You know what everyone misses these days? Record Stores. An actual, sizable record store that had inventory, not just a couple of aisles, or a rack or bin of discount CDs by the register. “I used to be able to spend hours in a record store” – you don’t become a “lifestyle shopping destination” with more retail crap, what you should be selling is the browsing experience.
Call this the “critical mass of inventory” — and right now, no one is stocking CDs anywhere near critical mass. Yes, I know: it means a couple of million spent in sunk inventory costs. Write that check. Think of your whole sales floor as a factory: Spend 3 or 5 or 10 million dollars in “sales equipment” and watch as that machinery sucks in customers and churns out sales.

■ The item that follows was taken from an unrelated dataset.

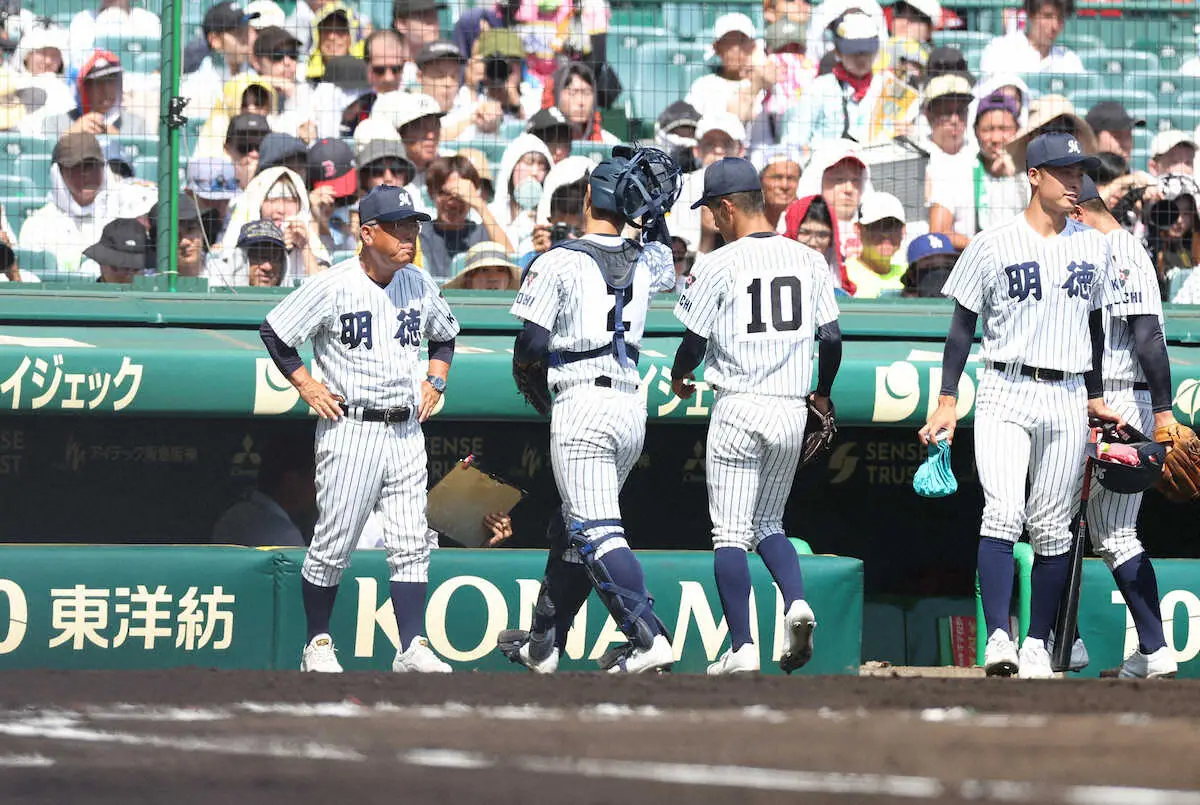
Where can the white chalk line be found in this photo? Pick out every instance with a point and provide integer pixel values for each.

This idea of the sales-floor-as-factory is also why I strongly advocate for Even Bigger Bookstores. 25,000 square feet is not the ideal size for a bookstore, just the footprint that was widely available in the early 1990s. 25,000 square feet is either 4 times too big, or ten times too small. In order to reach a critical mass of books, large enough to compete with Amazon, we need more. Build out to 300,000 or even 500,000 square feet — too big, you say? Well, we’re going to need room for that movie theater, and the pub, and the fine dining, and enough tables and chairs for everyone (the comfy ones, like we used to have) and hell, maybe we can set aside 25,000 square feet for a decent record store.
Those CD sales are incidental, though. Like the massive stacks of books, they’re just The Draw. The idea is to get someone into the bookstore and have them stay all day.
The average cost of a roller coaster is $8 to $10 Million. […a single roller coaster; most parks have a half dozen marquee coasters and twice as many smaller rides.] The cost of inventory for one big box bookstore is just $2 Million — for the cost of a single roller coaster, I could buy 5 times the inventory, half a million individual books or more. Let’s splurge, let’s spend $20 Million on inventory, get things up to a Million Books Under One Roof. My advertising is practically writing itself at this point.
This isn’t about a lack of demand, or a lack of money either: An average-to-large size metropolitan area of about 3-4 Million already has 10 chain bookstores in it. Draw together these fragments into single, massive, Landmark locations. Each landmark is also a local order fulfillment center, either for internet orders or to pick up at (much smaller) satellite locations. Next day or even same day pick-up might be possible — the cost of a mini-van, a driver, and the insurance has got to be cheaper then 10 sets of duplicate inventory in duplicate big boxes.
What would *I* do if I were running B&N today? — I’d be closing stores, sure. The “right number” of stores might be 100 or so. The Big Box is not a natural fit for bookstores anyway, it was just the cheapest, easiest option at the time. Instead of leasing boxes and opening stores, a smart bookseller would be building their own malls. Instead of relying on vague efforts and projections and promises that complementary businesses will move into the shopping center or neighborhood, do it, become the developer. If being next to a movie theater is good for your bookstore — and they tell me it does make a big difference — then open and run the damn theater yourself.
In inflation adjusted dollars, Disney spent $144 Million to build the original Disneyland. For half that I could build an amazing bookstore, one that would be the envy of the world.